3 Things People Get Wrong About Indoor Air Pollution

None other than the Environmental Protection Agency (EPA) revealed that indoor air pollution could be worse than outdoors. More specifically, the volume of pollutants inside a building or a home could be as much as 100 times more than those on roads. Worse, usually, people spend 90 percent of their time indoors.

One of the best ways to significantly reduce the impact of indoor air pollution is air duct cleaning. Even the best heating, ventilation, and air-conditioning (HVAC) system needs maintenance simply because of how it works.

Ducts, for example, can recirculate air multiple times in a day. In each circulation, some pollutants can accumulate in the system. This can further cause health problems as contaminants can breed bacteria and other pathogens. Moreover, it makes heating and cooling systems work harder, thereby raising energy costs.

However, some still forego duct cleaning because of the wrong beliefs or assumptions about poor indoor air quality. Because of the excessive risks it places on human health, it’s time to break them once and for all:

  1. To Avoid Pet Dander, Homeowners Can Get Hypoallergenic Dogs

One of the most common pollutants—and triggers of allergies and asthma—is pet dander. This doesn’t refer to the coat per se but instead flecks of skin that fall off from the animals’ bodies. One can liken this to dandruff.

Pet dander is microscopic, but the skin may contain enzymes and other components from the animal’s saliva, triggering an abnormal immune response. In turn, the person reacts to the dander.

To remove dander, a homeowner needs to clean the house, particularly carpets and furniture where the pets hang out, regularly. However, even then, some find their way into the duct. Once it gets circulated, dander goes back inside the house.

Thus, some homeowners propose getting “hypoallergenic pets.” These are animals that seem to produce fewer allergens. While they may be better options than other breeds, they still shed dander, and this may still cause some reactions to those highly sensitive to it.

  1. Indoor Air Pollution Is Different from Outdoor Air Pollution

Although the types of pollution inside and outside the house can vary, sometimes the latter can influence the other, according to a study by the University of Utah in 2021. How they affect, though, depends on the type of pollution.

Take, for example, winter inversions, which are common in the state. In an inversion, the cold air, which is lighter, is below warm air, which is denser. Because of this, cold air cannot rise while warm air traps anything underneath it, including particulate matter.

When the team tested the effects of inversion on indoor air, they found that it influenced only 30 percent of the air quality inside a property. This could be because the chunk of pollutants present during inversion can change once they travel indoors.

Meanwhile, wildfires may trigger a level that may be deemed harmful to human health. But as long as the space has excellent air handling mechanisms (and probably clean ducts too), the quality of air inside will still be better than outside.

So what can have the greatest negative impact on indoor air?

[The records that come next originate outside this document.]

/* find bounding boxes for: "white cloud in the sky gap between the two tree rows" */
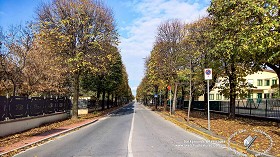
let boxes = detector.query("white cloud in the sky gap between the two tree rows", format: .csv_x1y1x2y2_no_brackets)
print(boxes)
120,0,208,94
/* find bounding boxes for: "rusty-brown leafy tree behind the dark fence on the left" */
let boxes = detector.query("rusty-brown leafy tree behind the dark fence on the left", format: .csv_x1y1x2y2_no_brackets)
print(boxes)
21,39,69,96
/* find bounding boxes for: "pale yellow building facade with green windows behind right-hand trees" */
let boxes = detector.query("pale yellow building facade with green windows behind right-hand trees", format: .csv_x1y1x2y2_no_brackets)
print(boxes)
199,70,279,101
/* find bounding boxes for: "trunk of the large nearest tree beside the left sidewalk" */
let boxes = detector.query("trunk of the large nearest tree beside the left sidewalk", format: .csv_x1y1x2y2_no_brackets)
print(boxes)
72,72,80,119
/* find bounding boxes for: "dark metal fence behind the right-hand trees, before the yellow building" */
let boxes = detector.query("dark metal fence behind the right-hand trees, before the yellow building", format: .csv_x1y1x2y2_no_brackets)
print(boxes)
183,99,280,119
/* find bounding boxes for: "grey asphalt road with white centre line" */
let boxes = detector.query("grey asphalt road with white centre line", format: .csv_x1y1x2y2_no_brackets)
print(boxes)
17,103,235,157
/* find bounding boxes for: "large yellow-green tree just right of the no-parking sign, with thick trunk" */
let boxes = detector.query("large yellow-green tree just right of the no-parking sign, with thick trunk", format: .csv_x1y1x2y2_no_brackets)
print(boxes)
208,0,259,117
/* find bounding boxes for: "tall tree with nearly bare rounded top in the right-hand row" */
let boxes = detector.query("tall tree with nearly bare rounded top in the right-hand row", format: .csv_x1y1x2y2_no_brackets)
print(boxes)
155,19,184,112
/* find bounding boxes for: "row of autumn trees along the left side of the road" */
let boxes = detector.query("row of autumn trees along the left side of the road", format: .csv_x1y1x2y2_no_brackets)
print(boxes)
0,0,133,118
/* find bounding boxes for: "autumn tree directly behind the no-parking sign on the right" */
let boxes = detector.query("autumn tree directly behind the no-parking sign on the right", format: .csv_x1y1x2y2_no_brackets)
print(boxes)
182,17,222,116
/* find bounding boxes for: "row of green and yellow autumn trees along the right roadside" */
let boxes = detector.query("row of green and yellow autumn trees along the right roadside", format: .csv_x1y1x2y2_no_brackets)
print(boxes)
137,0,280,117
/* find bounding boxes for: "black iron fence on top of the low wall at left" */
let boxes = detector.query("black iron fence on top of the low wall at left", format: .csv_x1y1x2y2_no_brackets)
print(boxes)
0,96,72,121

The answer is fireworks.

  1. Anything That Floats Like Particles and Smoke Are the Leading Causes of Indoor Air Pollution

There’s no doubt that the classic culprits for poor indoor air quality are pet dander, dust and debris, and other small particles that ducts or HVAC units can pick up.

But these are not the only sources of indoor air pollutants. Worse, those unseen can become the leading causes of poor air quality inside buildings and homes.

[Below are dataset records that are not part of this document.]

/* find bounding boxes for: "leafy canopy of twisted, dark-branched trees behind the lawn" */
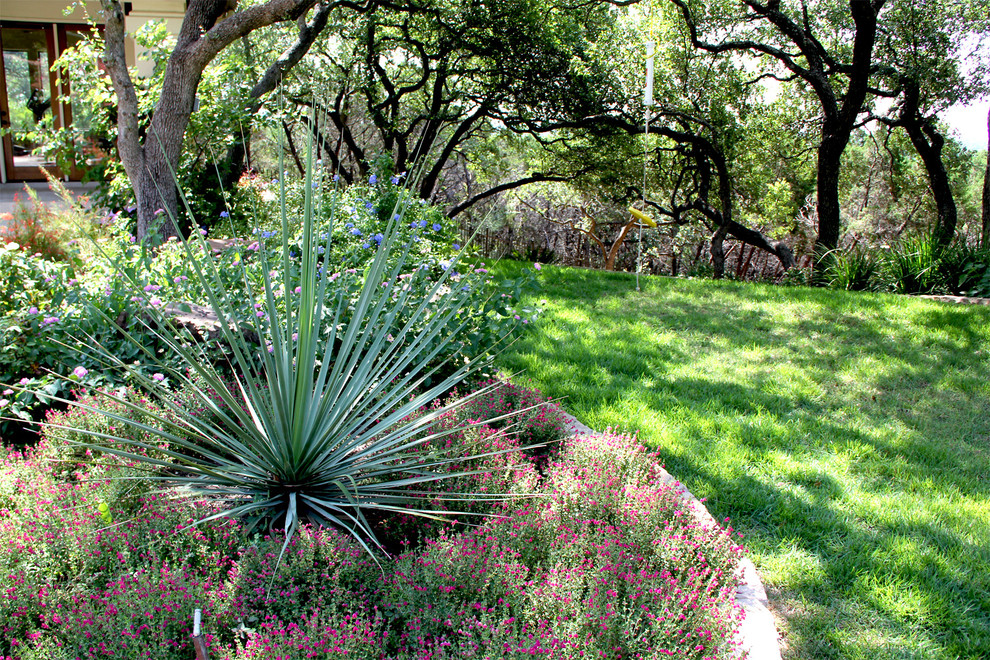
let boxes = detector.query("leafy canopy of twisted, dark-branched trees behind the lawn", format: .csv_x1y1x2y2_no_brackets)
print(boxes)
87,0,990,262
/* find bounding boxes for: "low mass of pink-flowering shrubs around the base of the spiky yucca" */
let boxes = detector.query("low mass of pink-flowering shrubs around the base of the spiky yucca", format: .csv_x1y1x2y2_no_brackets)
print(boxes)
0,388,742,660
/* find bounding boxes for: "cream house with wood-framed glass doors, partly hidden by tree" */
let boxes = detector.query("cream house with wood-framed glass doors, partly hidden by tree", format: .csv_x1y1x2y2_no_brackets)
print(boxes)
0,0,185,183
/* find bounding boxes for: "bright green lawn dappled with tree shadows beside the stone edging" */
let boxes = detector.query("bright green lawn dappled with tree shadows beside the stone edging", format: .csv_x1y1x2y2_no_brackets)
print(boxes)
500,263,990,660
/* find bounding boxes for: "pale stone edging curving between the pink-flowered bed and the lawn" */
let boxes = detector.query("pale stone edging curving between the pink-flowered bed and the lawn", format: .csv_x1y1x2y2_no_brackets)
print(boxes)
561,410,780,660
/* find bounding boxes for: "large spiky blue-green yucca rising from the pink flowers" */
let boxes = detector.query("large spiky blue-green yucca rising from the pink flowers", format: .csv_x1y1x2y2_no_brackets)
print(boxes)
13,137,536,551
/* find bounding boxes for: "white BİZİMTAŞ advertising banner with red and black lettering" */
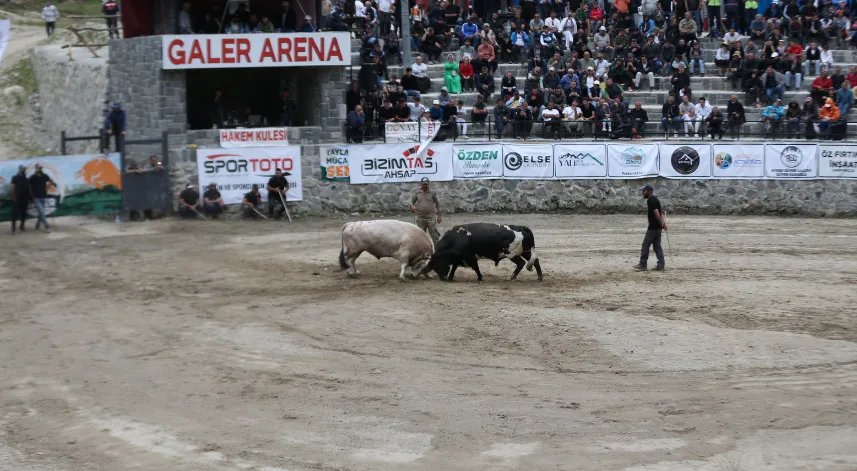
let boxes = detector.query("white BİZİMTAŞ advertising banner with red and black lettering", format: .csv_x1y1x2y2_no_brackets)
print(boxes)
348,143,452,184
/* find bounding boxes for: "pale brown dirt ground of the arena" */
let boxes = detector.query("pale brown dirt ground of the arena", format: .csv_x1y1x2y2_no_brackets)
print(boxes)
0,214,857,471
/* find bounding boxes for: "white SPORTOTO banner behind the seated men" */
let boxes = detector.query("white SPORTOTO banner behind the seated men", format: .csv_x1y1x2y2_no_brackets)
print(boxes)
196,146,303,204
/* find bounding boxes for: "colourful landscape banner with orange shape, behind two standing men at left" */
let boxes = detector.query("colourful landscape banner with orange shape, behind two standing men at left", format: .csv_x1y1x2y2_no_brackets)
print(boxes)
0,153,123,221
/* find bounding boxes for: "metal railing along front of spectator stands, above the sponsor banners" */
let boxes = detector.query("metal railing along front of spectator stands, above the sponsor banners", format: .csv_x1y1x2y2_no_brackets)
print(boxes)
345,117,857,143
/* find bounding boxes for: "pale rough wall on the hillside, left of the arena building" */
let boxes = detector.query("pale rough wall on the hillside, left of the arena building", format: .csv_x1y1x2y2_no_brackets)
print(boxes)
31,45,107,154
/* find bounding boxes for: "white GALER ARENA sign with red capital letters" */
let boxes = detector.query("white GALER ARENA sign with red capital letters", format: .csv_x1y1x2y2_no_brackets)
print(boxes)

In a 2021 study by the University of York, the researchers discovered that household aerosol products could create or release smog that could be more harmful than the ones produced by vehicles. In fact, homes likely produce more smog than outdoors.

Anything with hydrofluorocarbons or chlorofluorocarbons, which act as refrigerants, can also function as greenhouse gases, contributing to carbon emissions. However, so do a lot of personal care products like deodorants.

Meanwhile, a 2019 study by the American Chemical Society cited how regular cleaning products, like bleach, can also increase indoor contaminants, especially when the fumes combine with a citrusy compound. Moreover, many previous types of research already established that many types of wall paint can emit volatile organic compounds (VOCs).

Busting these wrong beliefs can help homeowners reduce their risk of getting sick because of poor indoor air quality and stress the importance of a clean, working HVAC system.